As CBC reports, Bell Media, Corus Entertainment Inc. and Rogers Communications Inc. will now be required to spend 7.5, 8.5 and five percent of the previous year's revenues, respectively, on creating original Canadian content.

This marks an increase from 2017's ruling that each of the three companies had to spend only five percent on Can-con, though it remains down from the previous nine to 10 percent.
French-language broadcasters Quebecor Inc. and Groupe V Medias, meanwhile, will now be required to spend 75 percent of their programming budget on original content.

As a result of this new ruling, the companies must now allocate an average of $5.5 million per year to support the production of musical programs, FACTOR and MUSICACTION, marking a significant increase from the previous ruling.
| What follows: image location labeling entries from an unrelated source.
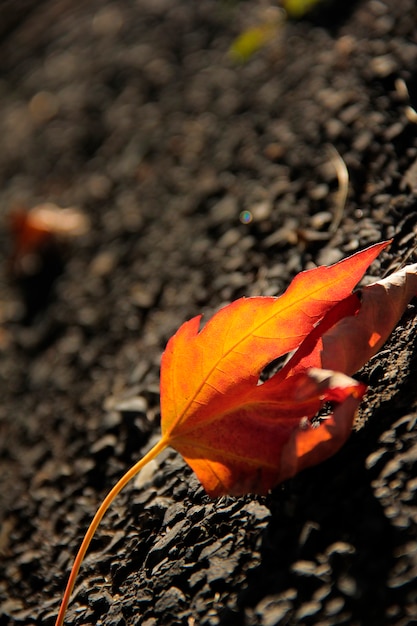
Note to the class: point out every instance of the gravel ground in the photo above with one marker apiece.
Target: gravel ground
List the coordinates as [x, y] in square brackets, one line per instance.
[203, 179]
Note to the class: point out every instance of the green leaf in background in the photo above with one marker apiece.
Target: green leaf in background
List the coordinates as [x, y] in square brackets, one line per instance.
[298, 8]
[253, 39]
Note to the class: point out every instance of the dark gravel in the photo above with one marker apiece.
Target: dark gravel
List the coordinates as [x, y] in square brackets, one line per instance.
[135, 113]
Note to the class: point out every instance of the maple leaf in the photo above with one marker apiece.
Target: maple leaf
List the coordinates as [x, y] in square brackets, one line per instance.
[231, 430]
[240, 435]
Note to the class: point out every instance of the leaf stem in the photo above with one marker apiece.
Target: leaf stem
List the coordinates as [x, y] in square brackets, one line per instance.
[149, 456]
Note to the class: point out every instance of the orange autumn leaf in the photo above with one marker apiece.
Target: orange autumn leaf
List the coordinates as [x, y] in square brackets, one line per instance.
[241, 436]
[229, 429]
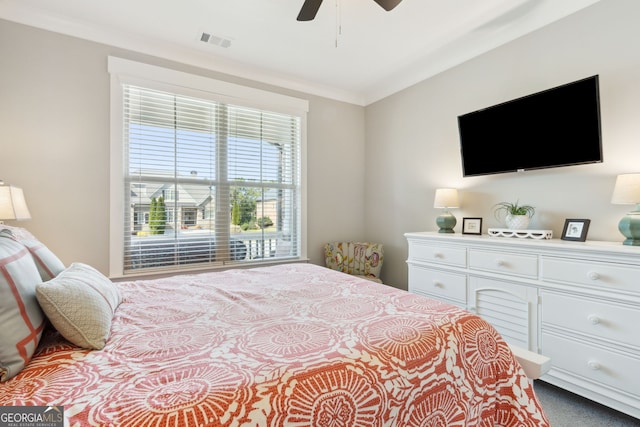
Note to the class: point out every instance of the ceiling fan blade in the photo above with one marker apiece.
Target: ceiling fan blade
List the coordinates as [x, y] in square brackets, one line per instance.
[309, 10]
[388, 4]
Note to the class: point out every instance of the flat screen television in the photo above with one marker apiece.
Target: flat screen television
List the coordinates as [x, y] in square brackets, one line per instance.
[556, 127]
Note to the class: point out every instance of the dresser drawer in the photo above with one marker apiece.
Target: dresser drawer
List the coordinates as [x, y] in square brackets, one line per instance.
[595, 274]
[447, 255]
[437, 283]
[613, 322]
[504, 262]
[596, 364]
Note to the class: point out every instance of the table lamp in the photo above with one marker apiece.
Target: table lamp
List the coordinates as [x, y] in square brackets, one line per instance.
[12, 203]
[627, 192]
[446, 198]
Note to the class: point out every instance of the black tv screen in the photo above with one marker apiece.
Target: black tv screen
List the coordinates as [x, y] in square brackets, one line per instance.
[553, 128]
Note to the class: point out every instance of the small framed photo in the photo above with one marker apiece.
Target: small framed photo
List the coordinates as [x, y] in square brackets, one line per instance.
[472, 226]
[575, 229]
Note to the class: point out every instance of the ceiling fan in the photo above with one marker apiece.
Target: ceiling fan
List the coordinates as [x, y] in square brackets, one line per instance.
[310, 8]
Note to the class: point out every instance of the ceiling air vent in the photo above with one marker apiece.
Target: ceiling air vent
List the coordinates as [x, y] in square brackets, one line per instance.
[215, 40]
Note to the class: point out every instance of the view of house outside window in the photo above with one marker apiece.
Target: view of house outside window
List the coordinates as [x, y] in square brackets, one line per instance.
[207, 182]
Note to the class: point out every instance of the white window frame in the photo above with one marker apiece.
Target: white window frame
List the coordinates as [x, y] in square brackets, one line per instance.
[123, 71]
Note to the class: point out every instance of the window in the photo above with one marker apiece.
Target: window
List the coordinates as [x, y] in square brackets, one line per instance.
[211, 174]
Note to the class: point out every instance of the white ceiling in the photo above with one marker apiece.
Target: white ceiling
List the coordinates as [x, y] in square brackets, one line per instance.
[353, 51]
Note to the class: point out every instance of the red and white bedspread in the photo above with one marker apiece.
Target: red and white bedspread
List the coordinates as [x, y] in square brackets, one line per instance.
[291, 345]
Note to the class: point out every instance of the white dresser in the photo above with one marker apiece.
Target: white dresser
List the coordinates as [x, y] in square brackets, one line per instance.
[576, 302]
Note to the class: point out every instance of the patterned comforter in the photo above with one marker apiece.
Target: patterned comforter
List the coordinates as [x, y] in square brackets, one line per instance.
[290, 345]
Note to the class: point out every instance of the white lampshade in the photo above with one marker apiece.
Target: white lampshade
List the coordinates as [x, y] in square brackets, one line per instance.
[12, 203]
[627, 189]
[446, 198]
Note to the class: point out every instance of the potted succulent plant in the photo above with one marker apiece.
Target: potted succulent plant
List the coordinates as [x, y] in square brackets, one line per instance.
[515, 215]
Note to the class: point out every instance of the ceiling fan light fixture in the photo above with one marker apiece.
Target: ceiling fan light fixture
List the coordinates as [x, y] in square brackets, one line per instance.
[388, 4]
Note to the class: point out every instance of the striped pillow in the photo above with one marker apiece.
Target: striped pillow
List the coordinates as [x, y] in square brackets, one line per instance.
[49, 265]
[21, 318]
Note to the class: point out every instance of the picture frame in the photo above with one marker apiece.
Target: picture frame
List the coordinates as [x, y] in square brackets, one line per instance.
[575, 229]
[472, 226]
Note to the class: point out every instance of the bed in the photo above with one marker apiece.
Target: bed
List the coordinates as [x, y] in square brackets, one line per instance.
[285, 345]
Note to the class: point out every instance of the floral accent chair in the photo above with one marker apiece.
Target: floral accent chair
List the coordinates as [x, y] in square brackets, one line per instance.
[361, 259]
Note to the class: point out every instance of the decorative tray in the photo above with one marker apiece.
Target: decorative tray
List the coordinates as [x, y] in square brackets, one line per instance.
[521, 234]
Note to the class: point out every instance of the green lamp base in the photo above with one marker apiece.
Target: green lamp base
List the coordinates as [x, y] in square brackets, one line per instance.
[446, 222]
[629, 226]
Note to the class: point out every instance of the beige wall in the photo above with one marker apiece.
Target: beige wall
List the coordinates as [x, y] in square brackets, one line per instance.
[54, 143]
[54, 117]
[413, 146]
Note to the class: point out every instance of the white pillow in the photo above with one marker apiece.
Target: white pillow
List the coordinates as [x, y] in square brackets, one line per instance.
[80, 303]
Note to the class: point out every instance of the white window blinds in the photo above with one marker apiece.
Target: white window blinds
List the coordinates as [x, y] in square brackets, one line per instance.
[207, 182]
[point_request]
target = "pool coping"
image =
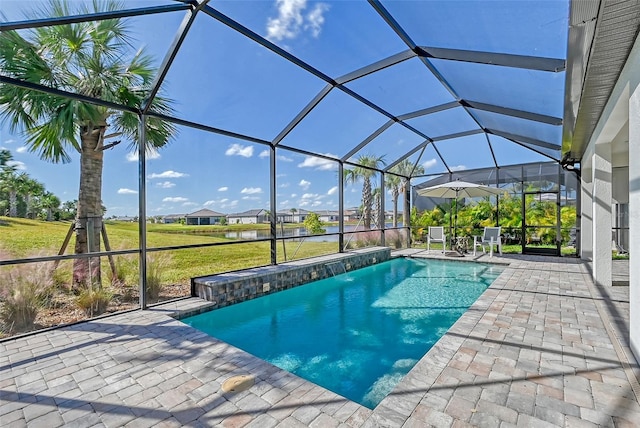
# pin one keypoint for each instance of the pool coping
(398, 404)
(543, 346)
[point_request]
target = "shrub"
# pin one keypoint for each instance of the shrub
(94, 300)
(118, 277)
(156, 263)
(24, 290)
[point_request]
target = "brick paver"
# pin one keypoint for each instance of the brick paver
(542, 346)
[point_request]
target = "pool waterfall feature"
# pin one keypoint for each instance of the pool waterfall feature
(356, 334)
(235, 287)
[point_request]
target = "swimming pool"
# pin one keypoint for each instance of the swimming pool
(356, 334)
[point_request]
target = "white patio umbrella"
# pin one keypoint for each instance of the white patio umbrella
(458, 189)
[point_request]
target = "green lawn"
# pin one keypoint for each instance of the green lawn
(23, 238)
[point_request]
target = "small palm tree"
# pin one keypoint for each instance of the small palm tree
(392, 182)
(365, 170)
(91, 59)
(14, 184)
(406, 168)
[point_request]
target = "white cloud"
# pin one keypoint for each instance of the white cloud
(251, 190)
(290, 20)
(429, 163)
(166, 185)
(287, 24)
(125, 191)
(265, 154)
(315, 19)
(319, 163)
(239, 150)
(20, 166)
(169, 174)
(304, 184)
(151, 154)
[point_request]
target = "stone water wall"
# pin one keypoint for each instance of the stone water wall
(234, 287)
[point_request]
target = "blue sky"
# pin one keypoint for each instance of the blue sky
(224, 80)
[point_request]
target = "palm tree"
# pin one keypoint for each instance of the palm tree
(366, 169)
(5, 156)
(50, 203)
(88, 58)
(14, 184)
(32, 188)
(376, 219)
(406, 168)
(392, 182)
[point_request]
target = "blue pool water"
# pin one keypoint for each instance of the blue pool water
(356, 334)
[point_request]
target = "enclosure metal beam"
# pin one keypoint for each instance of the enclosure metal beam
(215, 14)
(367, 140)
(458, 135)
(142, 208)
(493, 155)
(303, 113)
(441, 158)
(522, 144)
(341, 207)
(376, 66)
(551, 120)
(554, 65)
(181, 34)
(406, 155)
(66, 94)
(390, 20)
(430, 110)
(273, 205)
(207, 128)
(98, 16)
(523, 139)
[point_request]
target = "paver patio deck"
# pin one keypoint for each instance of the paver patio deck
(543, 346)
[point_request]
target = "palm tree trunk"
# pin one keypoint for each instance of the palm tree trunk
(86, 271)
(13, 203)
(394, 195)
(366, 203)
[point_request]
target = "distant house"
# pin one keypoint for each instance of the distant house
(126, 218)
(204, 217)
(351, 214)
(173, 218)
(249, 217)
(330, 215)
(298, 216)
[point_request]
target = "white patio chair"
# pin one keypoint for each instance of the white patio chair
(490, 237)
(436, 234)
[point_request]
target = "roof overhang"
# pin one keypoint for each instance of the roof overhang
(601, 36)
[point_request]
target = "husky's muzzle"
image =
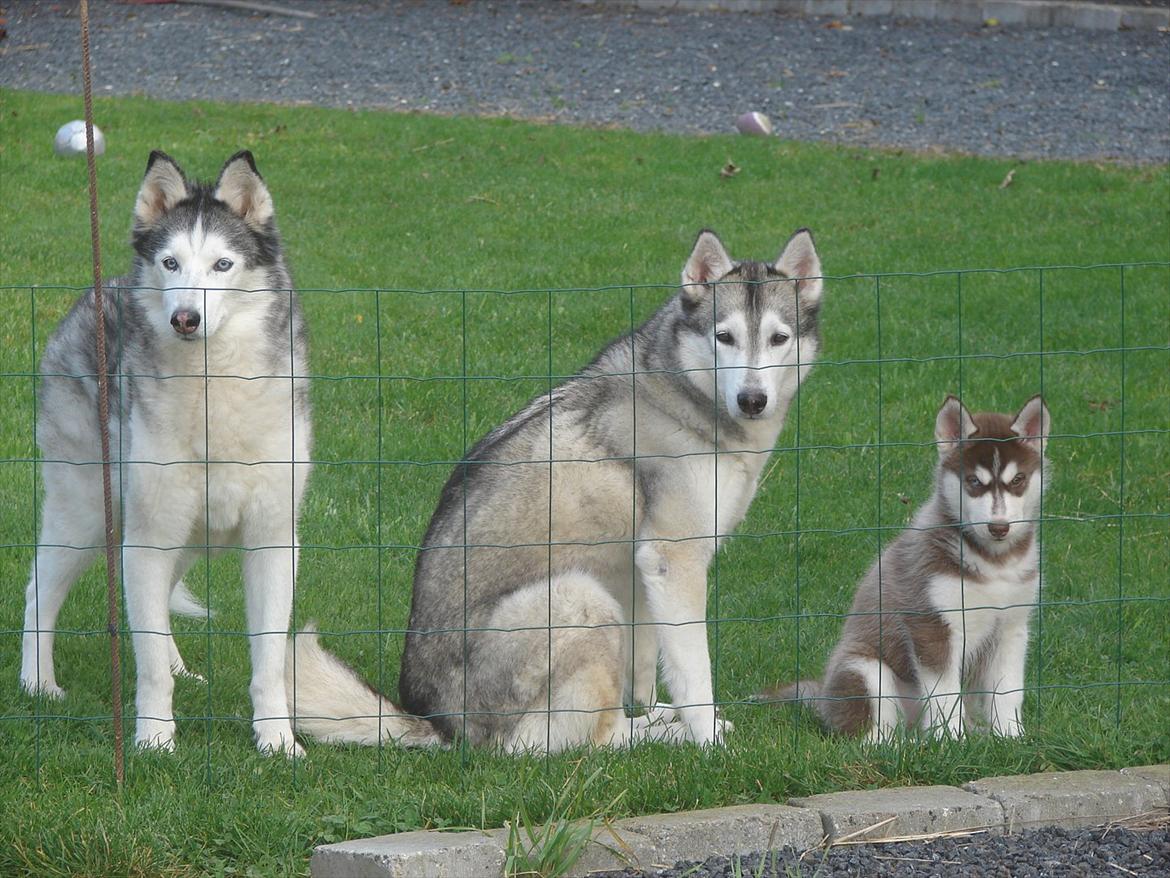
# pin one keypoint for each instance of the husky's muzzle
(751, 402)
(185, 321)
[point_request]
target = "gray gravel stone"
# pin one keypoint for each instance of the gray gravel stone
(873, 81)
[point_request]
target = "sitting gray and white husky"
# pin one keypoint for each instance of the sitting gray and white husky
(210, 436)
(570, 549)
(937, 632)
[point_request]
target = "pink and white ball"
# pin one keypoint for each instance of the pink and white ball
(755, 124)
(70, 139)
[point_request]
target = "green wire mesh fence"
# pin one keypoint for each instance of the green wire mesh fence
(404, 383)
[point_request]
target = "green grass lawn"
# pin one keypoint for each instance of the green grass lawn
(417, 203)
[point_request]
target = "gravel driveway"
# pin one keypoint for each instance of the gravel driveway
(1039, 854)
(888, 82)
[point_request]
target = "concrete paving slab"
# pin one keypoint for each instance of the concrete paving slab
(1069, 798)
(902, 811)
(614, 848)
(1158, 775)
(722, 831)
(412, 855)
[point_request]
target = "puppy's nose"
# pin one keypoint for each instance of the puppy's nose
(185, 322)
(751, 402)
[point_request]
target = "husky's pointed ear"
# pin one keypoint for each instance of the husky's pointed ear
(799, 260)
(952, 424)
(1033, 424)
(164, 186)
(708, 262)
(242, 189)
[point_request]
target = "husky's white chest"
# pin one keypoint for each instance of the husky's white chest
(974, 608)
(231, 445)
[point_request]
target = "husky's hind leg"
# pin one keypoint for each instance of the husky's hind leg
(71, 526)
(561, 664)
(860, 695)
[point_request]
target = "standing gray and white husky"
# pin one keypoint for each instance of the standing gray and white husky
(210, 436)
(569, 551)
(938, 626)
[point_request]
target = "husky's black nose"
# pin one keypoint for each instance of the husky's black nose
(751, 402)
(185, 322)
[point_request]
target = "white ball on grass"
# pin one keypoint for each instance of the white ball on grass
(754, 123)
(70, 139)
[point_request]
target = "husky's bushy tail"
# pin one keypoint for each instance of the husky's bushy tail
(330, 702)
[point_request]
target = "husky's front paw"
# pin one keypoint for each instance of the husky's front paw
(661, 713)
(709, 731)
(155, 735)
(272, 741)
(1010, 727)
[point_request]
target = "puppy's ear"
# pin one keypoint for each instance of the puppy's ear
(708, 262)
(1033, 424)
(952, 425)
(799, 260)
(242, 189)
(164, 186)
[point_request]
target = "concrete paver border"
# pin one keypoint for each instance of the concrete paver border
(992, 804)
(1007, 13)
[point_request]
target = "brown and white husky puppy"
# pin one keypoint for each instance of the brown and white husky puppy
(937, 633)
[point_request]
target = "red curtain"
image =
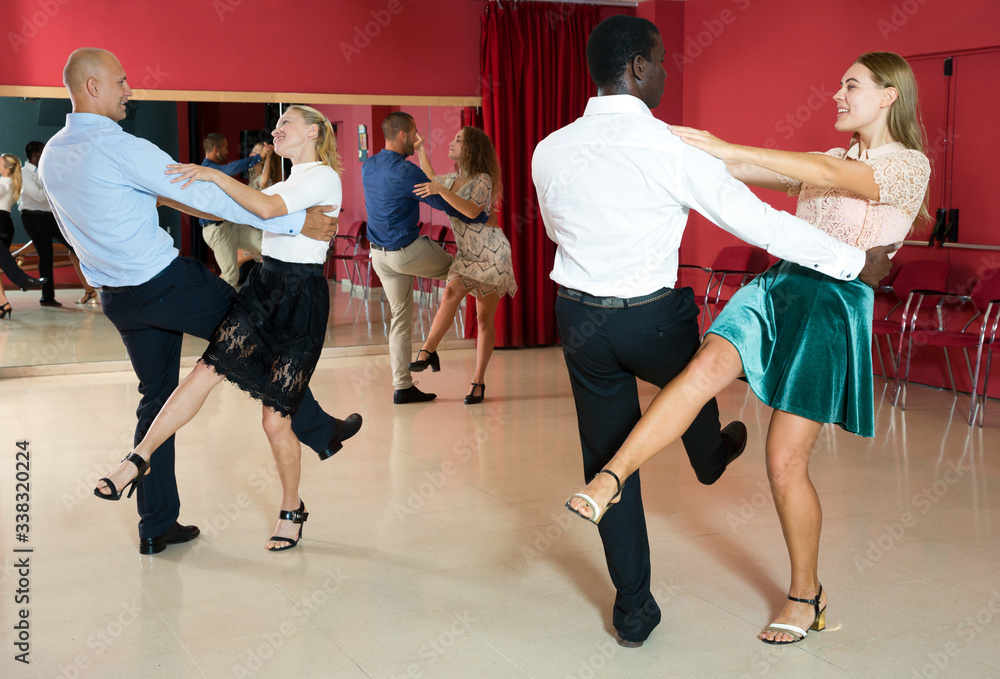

Broadcasters argued the Can-con rules should be less strict in an age where they are competing with U.S. streaming services, but unions representing actors, directors, screenwriters and producers for have declared the CRTC's reversal a victory for storytelling in Canada.
"We are asking the CRTC to reconsider these decisions in order to ensure that we achieve the right balance of investment in content and in the ability to compete," said Mélanie Joly — the heritage minister at the time — following last year's decision. "In referring back these decisions, the government wishes to affirm its support for great Canadian dramas, comedies, animation, films, documentaries — and other programs of national interest — that reflect our country and its diversity."
As for those foreign streaming services, the CRTC issued a report this spring stating that services like Netflix should be regulated in Canada.